This Imbolc has been very special as it is the first one that I celebrate as a Brighidine Flametender with the Clann Bhride – Children of Brighid who I joined at the Summer Solstice in 2015.
Imbolc is the point on the Celtic Wheel of the Year where the passing of Winter is marked, even though there may still be wintry weather ahead. We celebrate Imbolc on the 1st /2nd of August in South Africa. In the Celtic calendar, the seasons are delineated by changes in light and by now the lengthening days are clearly noticeable. For our rural ancestors whose lives depended on crops and the birth of the animals, any sign of the return of spring must have been eagerly awaited.
The source of the increasing light and heat is Brighid. On Imbolc, she moves across the land, bringing the promise of renewal and the return of joy. The name Imbolc means “in the belly” and another popular name for this Celtic Fire Festival is Oilmec which means ” ewe’s milk”. The dangerous part of winter, when sheep might die, has passed. The tribe has survived another year.
My Imbolc altar: Brighid’s cross, Brighid doll in her bed, milk and rusks as offerings and candles to be blessed for flametending cills for the next 12 months.
I lit the centre candle at sunset 17:39 SAST to start my 24 hour flametending cill with Clann Bhride. Four times a year at the Celtic Fire Festivals, we all join in and light our candles at sunset rather than the individual shifts.

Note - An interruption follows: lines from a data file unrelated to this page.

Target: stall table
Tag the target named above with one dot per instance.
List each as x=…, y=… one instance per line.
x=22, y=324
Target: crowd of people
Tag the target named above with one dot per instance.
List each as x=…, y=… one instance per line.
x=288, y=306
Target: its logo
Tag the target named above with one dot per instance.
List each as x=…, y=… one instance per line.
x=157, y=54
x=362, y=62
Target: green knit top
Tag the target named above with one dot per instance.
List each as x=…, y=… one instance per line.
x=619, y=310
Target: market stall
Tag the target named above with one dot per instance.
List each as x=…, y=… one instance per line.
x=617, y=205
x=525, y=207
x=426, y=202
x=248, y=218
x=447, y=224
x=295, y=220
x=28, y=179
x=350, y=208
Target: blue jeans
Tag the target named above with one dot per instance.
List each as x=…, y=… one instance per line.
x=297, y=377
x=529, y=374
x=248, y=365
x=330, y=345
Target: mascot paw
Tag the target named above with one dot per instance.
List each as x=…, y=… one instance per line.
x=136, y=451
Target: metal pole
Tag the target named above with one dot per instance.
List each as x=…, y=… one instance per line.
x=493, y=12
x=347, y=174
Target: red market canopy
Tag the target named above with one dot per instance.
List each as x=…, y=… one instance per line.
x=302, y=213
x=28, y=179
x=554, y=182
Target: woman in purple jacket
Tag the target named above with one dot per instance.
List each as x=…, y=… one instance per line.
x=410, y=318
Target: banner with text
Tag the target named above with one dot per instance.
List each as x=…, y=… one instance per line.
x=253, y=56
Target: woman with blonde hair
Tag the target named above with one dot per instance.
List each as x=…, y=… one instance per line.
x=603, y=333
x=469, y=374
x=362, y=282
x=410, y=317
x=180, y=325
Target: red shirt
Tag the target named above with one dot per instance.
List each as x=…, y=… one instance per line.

As part of my Imbolc ritual and my devotion to Brighid, I did the “Nineteen flames for Brighid” prayer litany from Lunaea Weatherstone’s book “Tending Brigid’s Flame” which is very appropriate in our troubled times. It is very important to remember that Brighid always holds the twentieth flame, which is eternal.
Imbolc is a powerful time to make protective and strengthening talismans. One traditional one is the brat Brhide, also called Brighid’s cloak. This is a length of cloth which is left outside overnight on on Imbolc Eve for Brighid to bless as she passes by. It can be used for healing and used each year to be blessed again. I knitted mine from hand spun wool I bought on the Isle of Iona a couple of years ago.
I had planned to crochet an altar cloth featuring a Brighid’s cross since the beginning of the year, but only finished it on the eve of Imbolc. My favourite colours representing her are greens, pinks and white. I converted a cross stitch pattern I found on http://www.pinterest.com into a fillet crochet pattern.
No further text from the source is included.